The Icarus Girl by Helen Oyeyemi has been on the peripherals of my mind since someone mentioned it here - in fact, taking a quick trip down blogmory lane, I find it was Nichola aka Lost In Translation, back when I was talking about The Love Child by Edith Olivier, in my 50 Books... but that was only January, and I'm sure I'd heard of it before that. No matter. When Stephanie at Bloomsbury asked what sort of books I'd like her to send me, The Icarus Girl instantly came to mind.
Jessamy Harrison is an introverted, thoughtful and fanciful child, eight years old, with a fiery Nigerian mother and a softly spoken, slightly anxious, white English father. When she visits her mother's family in Nigeria (Jessamy et al live in England) she also meets Titiola, or TillyTilly, a ragged girl of her own age who seems to be living secretly in the compound. TillyTilly's friendship means a lot to Jessamy - but then TillyTilly also appears back in England, and grows more and more possessive in their friendship. What seemed to be an exciting but innocent friendship soon becomes a dangerous and terrifying one - both for Jessamy and for the reader.

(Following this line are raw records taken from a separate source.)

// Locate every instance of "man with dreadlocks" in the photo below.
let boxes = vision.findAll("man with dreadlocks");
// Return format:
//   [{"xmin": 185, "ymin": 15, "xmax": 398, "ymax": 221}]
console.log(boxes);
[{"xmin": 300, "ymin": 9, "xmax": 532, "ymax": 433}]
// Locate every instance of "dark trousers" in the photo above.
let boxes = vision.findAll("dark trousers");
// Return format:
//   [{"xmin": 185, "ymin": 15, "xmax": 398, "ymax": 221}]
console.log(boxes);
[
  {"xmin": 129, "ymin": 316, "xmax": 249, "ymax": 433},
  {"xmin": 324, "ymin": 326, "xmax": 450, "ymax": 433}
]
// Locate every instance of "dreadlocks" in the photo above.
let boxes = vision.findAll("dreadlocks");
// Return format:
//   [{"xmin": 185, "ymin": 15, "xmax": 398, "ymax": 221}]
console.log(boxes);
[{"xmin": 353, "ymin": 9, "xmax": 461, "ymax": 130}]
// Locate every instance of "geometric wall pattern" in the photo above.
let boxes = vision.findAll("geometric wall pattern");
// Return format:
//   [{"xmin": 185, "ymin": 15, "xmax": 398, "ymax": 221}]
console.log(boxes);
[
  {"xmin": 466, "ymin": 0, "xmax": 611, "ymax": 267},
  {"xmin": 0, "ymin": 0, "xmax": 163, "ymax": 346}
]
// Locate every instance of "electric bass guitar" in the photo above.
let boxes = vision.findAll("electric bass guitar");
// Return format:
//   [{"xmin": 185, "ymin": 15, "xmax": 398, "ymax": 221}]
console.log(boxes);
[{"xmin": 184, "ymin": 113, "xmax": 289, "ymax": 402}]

I don't think any review of this book has been written without expressing astonishment that Oyeyemi wrote The Icarus Girl whilst she was studying for her A Levels. It is pretty darn amazing, but this book would be extremely impressive whoever had written it. I love narratives which introduce an element of fantasy into an otherwise domestic setting - it's what I hope to write a dissertation and possibly doctorate on - but Oyeyemi goes a step further than that, because the reader is constantly left uncertain. How much is real, how much is illness, how much is delusion? Jessamy is seeing a psychiatrist, but her sessions deliberately do not reveal much to the reader.
What starts as a novel about loneliness and isolation becomes infused with issues of obsession, possession, power and, most sophisticatedly, doubleness. I know 'duplicity' is probably the correct term, but doubleness is more to the point - even from TillyTilly's first appearance (and her name!) when she simply repeats everything Jessamy says. It seems a little like those pieces of voice-activated-typing software, where they have to listen to your voice for a while, to register and recognise it, before the programme will work. Doubleness and identity become increasingly important through the novel, very cleverly.
Now, I like novels which don't tell you everything - ambiguity is fine. My Cousin Rachel is an example from my recent reading. But I finished The Icarus Girl without a clue as to what was real, what the almost hallucinatory final chapter signified - but I also felt that the fault was mine. Someone who's read it - is it clear? Should I have been able to work things out? It doesn't alter my opinion of the novel, though - it is exceptional, and I look forward to reading more of Oyeyemi's work.
In less happy news, for those of you who've read this far, the Arts & Humanities Research Council decided not to give me any money for my Masters next year... the next step is college funding, and the step after that is bankruptcy! But I'm determined to do the course, and will keep praying.